The Role of Glyoxal as an Intermediate in the Electrochemical CO<sub>2</sub> Reduction Reaction on Copper
Ernest Pahuyo Delmo, Yian Wang, Shangqian Zhu, Tiehuai Li, Yinuo Wang, Juhee Jang, Qinglan Zhao, Alexander Perez Roxas, Gabriel Sikukuu Nambafu, Zhengtang Luo, Lu‐Tao Weng, Minhua Shao
Abstract
The C 2 product formation mechanism in the electrochemical reduction reaction of CO 2 (CO 2 RR) is still poorly understood. This work aims to analyze the copper-catalyzed electroreduction of aqueous glyoxal to understand its role as a potential reaction intermediate during CO 2 RR. Multiple reaction pathways are observed during glyoxal reduction, including its electroreduction to ethanol and ethylene glycol, disproportionation to glycolate and formate, and further coupling toward the formation of C 4 compounds and graphitic carbon. A significantly high ethylene glycol to ethanol ratio indicates that glyoxal may not be the main intermediate toward ethanol production in CO 2 RR on Cu, contradicting previous hypotheses.
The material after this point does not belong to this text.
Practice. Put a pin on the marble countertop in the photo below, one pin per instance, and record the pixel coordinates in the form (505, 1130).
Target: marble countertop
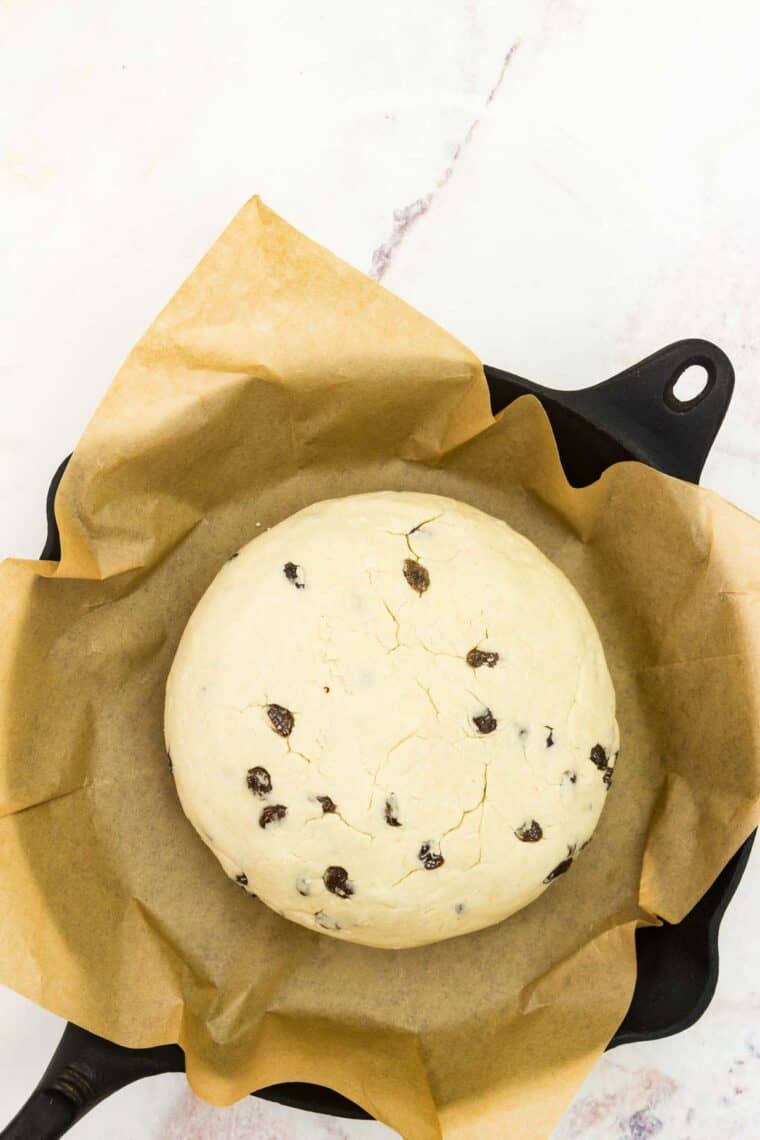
(566, 185)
Density functional theory calculations show that the hydration of aldehyde functional groups can shift the ethylene glycol vs ethanol selectivity, in which the former is preferred when the carbonyl groups remain unhydrated. A CO 2 -to-glycolate pathway is also possible as a consequence of the base-catalyzed internal Cannizzaro disproportionation of glyoxal. Finally, C–C coupling during glyoxal reduction may open up a CO 2 RR pathway toward C 4 products such as tetroses and 1,4-butanediol that have not been previously observed in electrochemical CO 2 RR. The formation of graphitic carbon also suggests that the carbon deposits usually observed during CO 2 RR may originate from glyoxal-derived C–C coupling. Our findings offer valuable insights onto the glyoxal pathway of CO 2 RR and the various multicarbon products that result from the further conversion of glyoxal.